Journey to Dreads

Dreads!

It’s something I have always wanted – right when I was a teenager. Growing up in Cameroon though certain things automatically catapult you into a bad boy group. Tattoos and dreadlocks were high up there and anyone who wore one would feel the piecing eyes of judgement and dissent.

I’d never be in a corporate job back home wearing dreads- we have to comply to European beauty standards. I’m not even going to go into what is expected of girls!

So we’ve ditched what is natural to us to adopt another – yet again.

How bad is it ? There is an armed conflict escalating back home. I spoke to my mom and told her I was going to come home for a short visit and she pleaded with me not to- her exact words were “if you come with your hair like that you will be shot!” Now changing the narrative is something I have always strived to do. Not just for myself, but for others like me. I used to be upset when I got stopped and profiled at airports. But I actually now look forward to it – because the more I’m stopped and found to be nothing more than a traveler, (hopefully) the less the profiling and stereotyping of others.

I’ve been in situations where people confidently come up to me to as for contraband and sometimes express some shock when I tell them I have nothing to offer to them – but a hug 🤗 It’s sad but that’s the world we live in.

Wearing my dreads every day is a message for myself and for others like me, to those who don’t see us as we are. We are normal, regular hair loving people and love to have it worn this way.

So it took a while for me to finally get on board with growing my dreads. There were some external factors.

One prominent amongst them was a story I read about girls in South Africa being sent home from school in order to go straighten or cut their hair! Read that again!

Their parents had to come and protest at the school for days and eventually the story caught media attention worldwide.

I told myself this was one fight I would want to be in, not to throw punches but because representation matters, the more we are, the more it becomes normal.

Though in defiance, I also will not allow myself to be judged.

Historically men have also worn long hair. You look at most indigenous tribes and the males wore long hair and most of them naturally rolled up into dreadlocks. Crazy that we travel around the world to go see and experience the simple and rich lives of these people and sometimes wish it were like that today. The native Americans in the east, the Masai in East Africa, the Samurais in the Far East, the Maoris and Samoans, the list goes on and on.

But more than the looks of them from the outside, there was and is a distinct way in which these people carried themselves, you can feel the energy around them and see it in their eyes, people of high caliber and values.

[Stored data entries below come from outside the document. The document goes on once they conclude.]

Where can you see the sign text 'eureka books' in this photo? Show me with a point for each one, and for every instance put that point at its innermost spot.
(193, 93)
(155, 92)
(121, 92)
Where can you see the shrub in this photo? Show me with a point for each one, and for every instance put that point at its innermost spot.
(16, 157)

It’s some of the things I am trying to incorporate into my own life daily. It is helping me build better habits and values.

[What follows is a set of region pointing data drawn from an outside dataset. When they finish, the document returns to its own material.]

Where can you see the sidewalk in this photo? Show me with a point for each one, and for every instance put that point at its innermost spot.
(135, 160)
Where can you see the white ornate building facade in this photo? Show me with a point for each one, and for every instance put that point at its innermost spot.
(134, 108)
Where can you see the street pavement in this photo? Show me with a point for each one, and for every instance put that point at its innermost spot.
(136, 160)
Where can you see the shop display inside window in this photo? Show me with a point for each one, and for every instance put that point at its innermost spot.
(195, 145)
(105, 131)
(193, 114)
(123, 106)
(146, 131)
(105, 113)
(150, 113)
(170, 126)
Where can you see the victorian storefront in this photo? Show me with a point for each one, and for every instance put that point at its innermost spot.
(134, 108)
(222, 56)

“It’s (not) just hair” as some have said. But it’s a starting point or continuation of an ascension to an improved version of myself

Transformation.

This was the third and final reason I was growing the dreads. Having been for the most part in a comfortable place things were starting to shake up in my life. Difficult moments were clearly mapped out ahead of me and I had to be able to approach these with some sort of navigation.

Nothing wakes you up more than the certainty of an imminent and confirmed doom. Giving up was not the answer so I had to prepare myself in every way possible to face this.

One of these was working on the inside job – the spirit. It took a few trips to mountains and ceremonies in which I did nothing but listen to myself, identify my strengths and weakness and look for areas of improvement.

I was advised to have something physical to look at to remind me of the work I was doing, to keep myself grounded. You know, like the guys in the movie Inception, in which they had totems to let them know if they were in a dream or not. Then someone asked me what’s up with my hair and out of nowhere I replied “as my hair grows, so does my spirit”.

And that was it, my hair was going to be my totem through this journey a reminder as to the person I was molding myself to be through the tough times to become a me that I am pleased with every day.

Locked in these hair fibres are my stories, a record of my energies and emotions. I can tap into them whenever I feel the need to.

Moreover, it is a hairstyle made for my hair.

An extension of character and to the soul, a filter to the type of people I would like to meet( using the bias to my advantage). The people who take the time to get to know you despite the “outlandish” hairstyle.

People who are strong, self-assured with a good sense of who they are. This is just one of the may good qualities people with dreadlocks have which I love.

And then there is the defiance of western standards to beauty, a racial or cultural connection, an expression of freedom, sometimes a fashion statement or simply a way to express individuality.